I sat down, comparing the girl in front of me with the memory of the photograph in Tu
č
ek's office. Some trick of
the light caused her hair to gleam just the way it had gleamed in the photograph. It was beautiful hair—a reddish gold, the real Venetian Titian. And she had freckles just as Tu
č
ek had said. They mottled the pale golden skin of her face in a way that gave it a gamin quality. But the face wasn't quite the same as the face in the photograph—it was older, more set, as though she had had to come to grips with life since the photograph had been taken. I remembered how I'd last seen that photograph, smiling up at me from the floor of Tu
č
ek's ransacked office. She wasn't smiling now and there was no laughter in her eyes. Her face looked small and pinched and there were dark rings under her eyes. And yet, as I met the level gaze of her eyes, I was conscious again of that sense of something personal in her face. It suddenly became important to me that she should smile again as she'd been smiling in the photograph. “I'll do anything I can,” I murmured.

“Thank you.” She turned to Reece. “Is there any news please?”

He shook his head. “Not much I'm afraid.

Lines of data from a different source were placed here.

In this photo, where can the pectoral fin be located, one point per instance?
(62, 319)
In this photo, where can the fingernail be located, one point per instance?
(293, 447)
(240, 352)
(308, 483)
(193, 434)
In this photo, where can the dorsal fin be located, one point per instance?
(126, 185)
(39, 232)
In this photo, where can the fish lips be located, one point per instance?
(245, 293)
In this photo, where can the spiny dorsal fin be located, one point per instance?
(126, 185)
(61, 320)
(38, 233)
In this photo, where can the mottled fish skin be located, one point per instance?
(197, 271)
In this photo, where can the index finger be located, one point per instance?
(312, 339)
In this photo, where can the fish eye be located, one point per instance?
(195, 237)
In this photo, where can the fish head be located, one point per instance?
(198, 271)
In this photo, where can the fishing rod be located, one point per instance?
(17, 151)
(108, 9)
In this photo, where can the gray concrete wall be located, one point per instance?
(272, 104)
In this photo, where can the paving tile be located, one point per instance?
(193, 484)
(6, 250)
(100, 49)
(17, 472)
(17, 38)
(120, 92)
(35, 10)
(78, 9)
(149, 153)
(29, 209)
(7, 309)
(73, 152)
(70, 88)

Farrell saw your father only once.” He hesitated, and then said, “Does the name Sismondi mean anything to you, Hilda?”

She shook her head.

“Your father never hinted that he might be forming a business partnership with Sismondi?”

“No.”

“He wasn't planning to form a company here in Milan?”

Again she shook her head. “No. We were to have a holiday here, and then we were going to England.” Her voice sounded puzzled. “Why all these questions?”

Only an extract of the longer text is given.